In 2011 and 2013, Kiernan played George McVie in The Field of Blood. In 2016 he played Felix in Journey Bound.

===Film roles===
Kiernan has had several bit-part roles in films. In 1996 he starred alongside Robert Carlyle in Carla's Song and in 2002 he played the role of Black Joke Chief in the Martin Scorsese film Gangs of New York. Kiernan lends his voice to the character of Banjo Barry in the animated film Sir Billi. The film was released in 2012.

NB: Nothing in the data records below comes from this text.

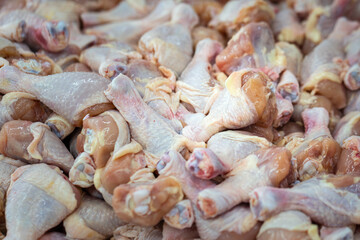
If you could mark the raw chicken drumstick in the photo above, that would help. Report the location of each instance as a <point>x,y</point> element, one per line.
<point>288,225</point>
<point>223,153</point>
<point>237,106</point>
<point>146,126</point>
<point>18,25</point>
<point>60,91</point>
<point>318,152</point>
<point>35,143</point>
<point>38,199</point>
<point>332,201</point>
<point>93,219</point>
<point>268,167</point>
<point>197,85</point>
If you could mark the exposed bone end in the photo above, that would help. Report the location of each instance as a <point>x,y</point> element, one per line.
<point>352,78</point>
<point>82,172</point>
<point>145,203</point>
<point>55,34</point>
<point>181,215</point>
<point>59,125</point>
<point>203,163</point>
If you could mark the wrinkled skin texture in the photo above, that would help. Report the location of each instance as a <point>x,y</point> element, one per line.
<point>22,106</point>
<point>238,13</point>
<point>84,88</point>
<point>181,216</point>
<point>250,47</point>
<point>288,225</point>
<point>31,187</point>
<point>35,144</point>
<point>256,170</point>
<point>146,126</point>
<point>196,84</point>
<point>130,31</point>
<point>125,10</point>
<point>101,134</point>
<point>318,152</point>
<point>173,164</point>
<point>287,27</point>
<point>170,44</point>
<point>321,72</point>
<point>52,36</point>
<point>237,106</point>
<point>109,59</point>
<point>93,219</point>
<point>329,200</point>
<point>349,162</point>
<point>7,167</point>
<point>145,203</point>
<point>223,153</point>
<point>348,126</point>
<point>328,233</point>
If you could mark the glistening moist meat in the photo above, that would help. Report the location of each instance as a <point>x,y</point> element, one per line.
<point>167,119</point>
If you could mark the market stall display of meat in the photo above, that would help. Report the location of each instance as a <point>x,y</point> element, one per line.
<point>179,119</point>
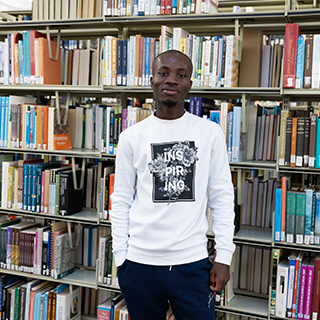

In 2012 Kiernan starred in the film Song for Amy. He has also starred in short films such as The Taxidermist and Perfect. In 2020, Kieran played the role of Gavin in the American comedy movie Then Came You, alongside Craig Ferguson who had appeared with Kiernan in Still Game three years earlier.

==Filmography==

| Year | Title | Role |
| 1995 | Pulp Video | Various Characters |
| 1995 | Ruffain Hearts | Wedding Guest |
| 1996 | Rab C Nesbitt | Agent |
| 1997 | St Antony's Day Off | Gerry |
| Space Cadets | Himself |
| The Slap Boys | Male orderly |
| The Baldy Man | Various Characters |
| Rab C Nesbitt | Phil |
| 1998 | Och around the Clock | Jack Jarvis |
| Is It Bill Bailey? | Various Characters |
| Stand and Deliver | Taxi Driver |
| Rab C Nesbitt | Mad Dog |
| 1999 | Hububb | Inventor |
| The Debt Collector | Janitor |
| 1999–2005 | Chewin' the Fat | Various Characters |
| 2000 | The Creatives | Lenny the Bruce |
| Donovan Quick | Jim Leahy |
| 2001 | Randall & Hopkirk | Kiernan |
| 2002 | The Last Great Wilderness | Eric |
| Gangs of New York | Black Joke Chief |
| 2002–2007 2016–2019 | Still Game | Jack Jarvis |
| 2004 | Sea of Souls | Sgt Mulgrew |
| 2005 | Happy Birthday Broons | Himself – Presenter |
| 2006–2008 | Dear Green Place | Archie Henderson |
| 2009 | No Holds Bard | Cronie Cameron |
| Happy Hollidays | Colin Holliday |
| 2011 | The Comic Strip Presents | Gordon Brown |
| 2011–2013 | The Field of Blood | George McVie |
| 2012 | Songs for Amy | Sled Drummer |
| Sir Billi | Banjo Barry (voice) |
| The Angels' Share | Station Master |
| Just Dandy | Himself – Presenter |
| 2014 | Inspector George Gently | ACC Hale |
| Doctors | Dougie McClury |
| Still Game: Live at the Hydro | Jack Jarvis |
| Still Game The Story So Far | Himself – Presenter |
| 2016 | Journey Bound | Felix |
| 2020 | Then Came You | Gavin |

===Theatre===

| Year | Title | Role | Venue |
|---|---|---|---|
| 1999 | Still Game | Jack | Cottiers, Glasgow, Scotland |
| 2014 | Still Game: Live in Glasgow | Jack Jarvis | SSE Hydro, Glasgow, Scotland |
| 2017 | Still Game Live 2: Bon Voyage | Jack Jarvis | SSE Hydro, Glasgow, Scotland |
| 2019 | Still Game: The Final Farewell | Jack Jarvis | SSE Hydro, Glasgow, Scotland |

==Personal life==
Born in Shettleston, Glasgow, Kiernan was educated at Alexandra Parade Primary School and Whitehill Secondary School. He then went on to train as a tailor and work as a barman at Glasgow University Union.

On 6 January 2014, Kiernan's 12-year-old son Sonny was found dead at the family home. The cause of death was choking. The stage show Still Game Live was dedicated to Sonny later that year.